This is a map by Tobias Lotter, entitled Mappa geographica regionem Mexicanum et Floridam. The map was made roughly in the middle of the 18th century, around 1750, and, again, it marks the way in which the territories of the new world had, by that time, been marked out. There is a longish green portion to the east– on the east coast of North America, which are the then-British colonies. In the middle of the country, the lower half of the entire Mississippi Basin, as well as in the Florida peninsula, there is a pink mass all labeled Florida, and then a yellow portion descending below that reflects the Hispanic influence, all the way from what is now Mexico down through Central America. Like, uh, other maps by Lotter, the engraving is a little heavy-handed, but it sure pops out at you and catches your eye. In the lower left hand corner reflecting so much of the conflict that existed in the mid-18th century, between England and France and between Spain and each of them and between some other countries, including Holland, we see a pitched battle going on between cross-masted sailing warships with explosive clouds as one ship cannonaded another. Adding to the human interest, a further part of that illustration in the lower left depicts a number of people at the coast, with the one with a spyglass, one gesturing, observing this conflict going on. The map is also well known for depicting some of the important ports of the area. There’s a very large depiction, for example, of the port of, uh, Cartagena, and, uh, as well as several others. All together, a map that tells several stories and is well worth a close look.
This is a map by a mapmaker by the name of Jan – j-a-n – Jansson – j-a-n-s-s-o-n – who lived from 1588 to 1664. This was one of the prize maps in my collection, and I’m so glad that it is now in Villanova University’s Special Collections. It is a depiction of the lower portion of the then-known portions of North America, plus the, uh, Central American region, and the very top of the continent of South America. Featured are the great islands of the Caribbean, including Cuba and Hispaniola, and then of course the string of islands that radiate to the east from Hispaniola and circle down to the South American continent, the so-called Windward Islands. In this map we have two compass roses; each is the starting point for a series of lines called rhumb lines, thats r-h-u-m-b. Rhumb lines which could, and in many cases were, used by mariners to plot courses, at least portions of courses, as they navigated from one part of the world to another. Like so many maps of the day it also is rich with, uh, with illustrations – there are ships on the on the, uh, on the sea, there are various creatures – a lizard, a turtle, a snake and others – and circling the cartouche in the upper left-hand corner of this map. Again this map is called Insulae Americanae in Oceano Septentrionali, and it is a prize, prize edition of an early map of the Caribbean.
This map is a page, uh, from a compilation of maps by our friend Sebastian Munster, the 16th-century cartographer. In this particular case, it is, a French edition, Des Nouvelles Isles, the new islands, and it represents not a very real portrayal of the Caribbean islands but an impressionistic sense that there were lots of new islands that are now entering into the mind of the European explorer, and, uh, without trying to be accurate, I think Munster just throws a whole bunch of interesting Island-looking places together, together with a couple of ships, and this is the headline for what will be his more careful rendering of, uh, various islands in the Caribbean.
This map is a map by a French mapmaker by the name of Bellin, b- e -l- l- i- n. This particular map is a map of the Gulf of Mexico and the Caribbean islands entitled Carte du Golphe du Méxique et des isles de l’Amérique. It was done in 1754 and as one can see by looking at it, not all of the land masses are shaped just the way they are today. Florida, for example, looks fairly much like a, uh, rectangular peg, as does the Yucatan peninsula.

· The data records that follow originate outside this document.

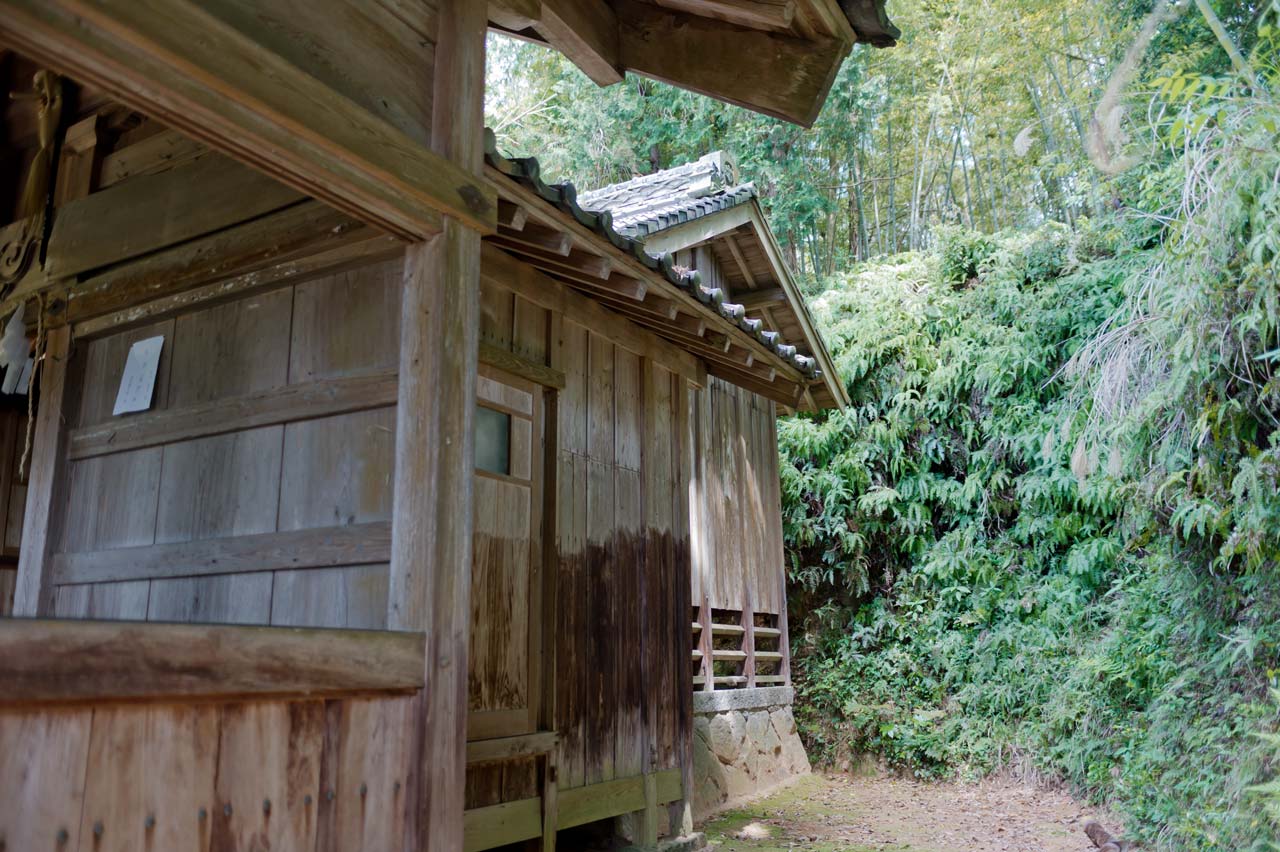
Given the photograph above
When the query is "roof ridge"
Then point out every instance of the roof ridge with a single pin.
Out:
(528, 172)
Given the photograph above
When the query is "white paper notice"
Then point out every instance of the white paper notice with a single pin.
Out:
(138, 381)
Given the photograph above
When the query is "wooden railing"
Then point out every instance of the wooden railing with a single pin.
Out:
(737, 649)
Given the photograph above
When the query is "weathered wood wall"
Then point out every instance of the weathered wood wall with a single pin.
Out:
(617, 509)
(257, 488)
(304, 775)
(736, 499)
(624, 557)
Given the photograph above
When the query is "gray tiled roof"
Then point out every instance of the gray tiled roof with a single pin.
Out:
(654, 202)
(528, 172)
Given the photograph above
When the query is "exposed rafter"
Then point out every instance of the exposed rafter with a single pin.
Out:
(794, 47)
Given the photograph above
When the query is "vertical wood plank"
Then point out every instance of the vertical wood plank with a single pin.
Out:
(366, 766)
(268, 778)
(430, 583)
(353, 598)
(150, 777)
(42, 777)
(342, 323)
(430, 571)
(33, 594)
(681, 814)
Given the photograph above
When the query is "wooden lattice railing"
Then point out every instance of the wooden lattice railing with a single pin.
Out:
(737, 649)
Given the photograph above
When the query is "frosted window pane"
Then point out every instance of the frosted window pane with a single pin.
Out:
(493, 440)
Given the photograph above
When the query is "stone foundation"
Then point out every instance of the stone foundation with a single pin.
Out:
(745, 743)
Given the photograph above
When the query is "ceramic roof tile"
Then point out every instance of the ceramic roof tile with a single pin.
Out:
(662, 200)
(565, 196)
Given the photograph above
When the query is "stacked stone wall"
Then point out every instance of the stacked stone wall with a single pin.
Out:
(745, 743)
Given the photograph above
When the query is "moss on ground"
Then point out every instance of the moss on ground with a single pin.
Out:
(785, 821)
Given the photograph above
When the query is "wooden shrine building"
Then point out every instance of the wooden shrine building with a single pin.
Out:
(361, 472)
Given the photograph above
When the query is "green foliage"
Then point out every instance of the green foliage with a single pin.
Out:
(1047, 531)
(987, 582)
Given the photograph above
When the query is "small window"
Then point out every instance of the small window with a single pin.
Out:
(493, 440)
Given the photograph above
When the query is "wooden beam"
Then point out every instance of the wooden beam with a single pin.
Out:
(159, 210)
(489, 751)
(581, 805)
(736, 251)
(487, 828)
(787, 77)
(757, 299)
(359, 544)
(304, 401)
(769, 14)
(778, 390)
(502, 270)
(304, 229)
(62, 660)
(181, 64)
(539, 237)
(432, 516)
(586, 31)
(522, 367)
(33, 594)
(360, 250)
(577, 262)
(511, 216)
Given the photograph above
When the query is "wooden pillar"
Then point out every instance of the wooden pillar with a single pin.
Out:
(748, 623)
(430, 573)
(35, 591)
(680, 814)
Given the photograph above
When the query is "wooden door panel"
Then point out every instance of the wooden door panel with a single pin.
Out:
(506, 604)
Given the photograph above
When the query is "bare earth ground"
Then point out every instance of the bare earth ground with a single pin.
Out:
(845, 814)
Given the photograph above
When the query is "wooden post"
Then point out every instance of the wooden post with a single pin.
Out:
(35, 591)
(680, 814)
(77, 170)
(649, 815)
(430, 572)
(705, 642)
(749, 640)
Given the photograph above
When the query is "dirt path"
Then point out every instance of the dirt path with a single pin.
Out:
(841, 814)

Nevertheless, Bellin’s work was important work, and he was the Chief of Cartography, of the so-called Depot de La Marine, which was the French cartography service that, uh, was so prominent in the middle of the 18th-century. In fact, it was the work of that group of cartographers, led by Bellin, that gave France much of its world power, because it had, at the time, the best maps that were available to anybody of many if not all of the – many parts, if not all, of the world. This particular map again was made in 1754 is nicely colored, is pleasing to the eye, and gives a snapshot of the way in which the world looked at that time.

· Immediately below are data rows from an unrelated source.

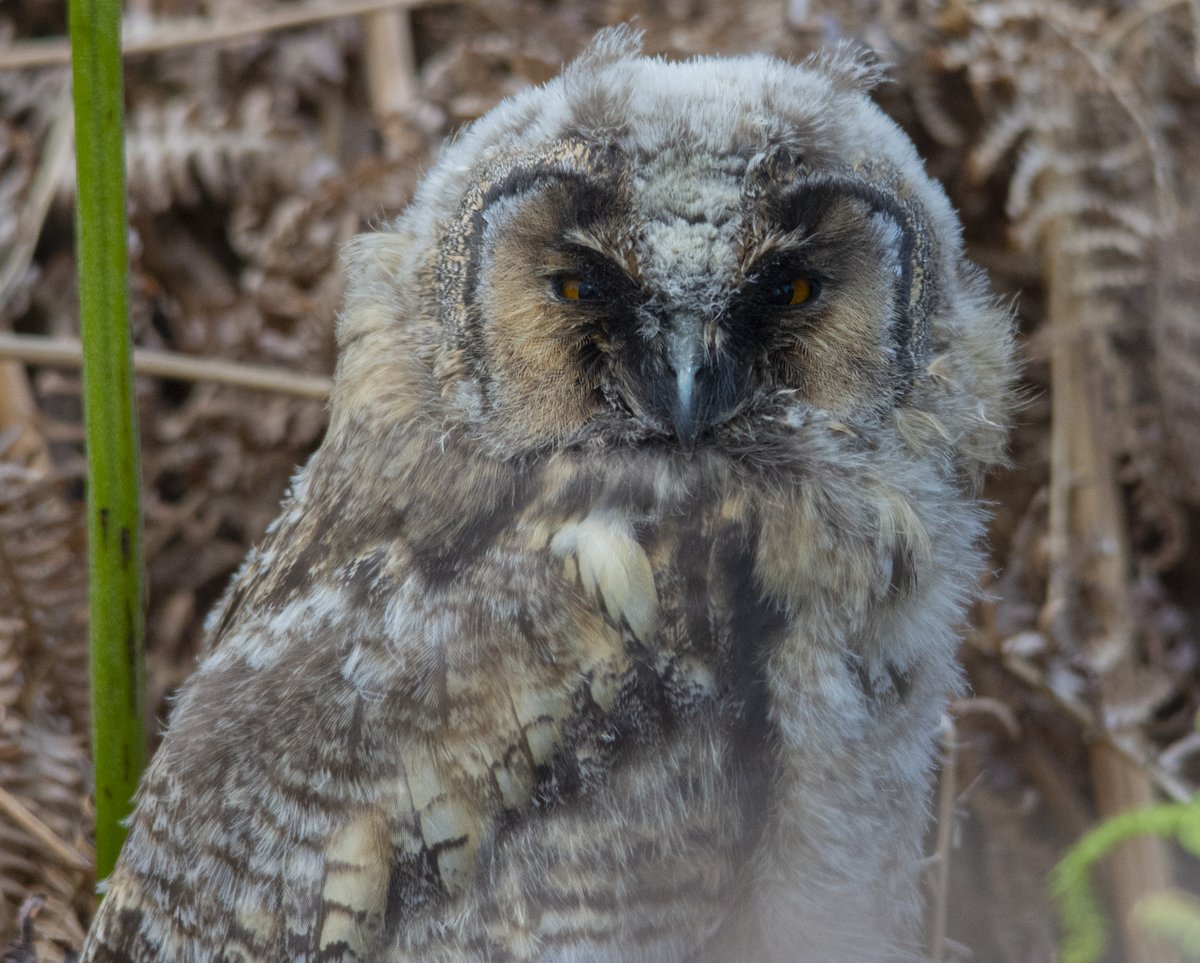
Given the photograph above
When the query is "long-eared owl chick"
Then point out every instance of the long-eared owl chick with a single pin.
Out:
(615, 617)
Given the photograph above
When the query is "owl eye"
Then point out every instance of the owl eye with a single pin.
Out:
(575, 288)
(797, 291)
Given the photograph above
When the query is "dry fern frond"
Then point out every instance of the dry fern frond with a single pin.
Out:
(177, 151)
(43, 697)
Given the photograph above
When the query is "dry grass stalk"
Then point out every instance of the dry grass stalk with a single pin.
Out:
(167, 364)
(173, 35)
(1091, 560)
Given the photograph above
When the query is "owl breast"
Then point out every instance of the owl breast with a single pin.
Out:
(615, 616)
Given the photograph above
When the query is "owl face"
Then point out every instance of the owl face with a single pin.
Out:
(660, 259)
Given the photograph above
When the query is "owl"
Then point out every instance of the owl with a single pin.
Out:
(615, 617)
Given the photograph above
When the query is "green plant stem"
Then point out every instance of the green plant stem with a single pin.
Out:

This is a map by Guillaume de L’Isle, a famous French cartographer, reflecting most of the Windward Islands, that is the islands of the Caribbean that front the Atlantic Ocean. Most of these islands were, at the time the map was prepared in the early 1700s, were possessions or controlled by France and therefore they are gathered together as a group of the French Antilles. The map being designated Carte des Antilles Françoises et des isles voisines, and the neighboring Isles. Off to the right, we see Barbados, which is an English possession, but virtually all of the others – Martinique, St Lucie, St Vincent, et cetera – are most all of them French at the time. So it’s a, uh, it’s a single-purpose map, but a nice depiction and a very nice compass rose, and lots of detail for all of those French islands.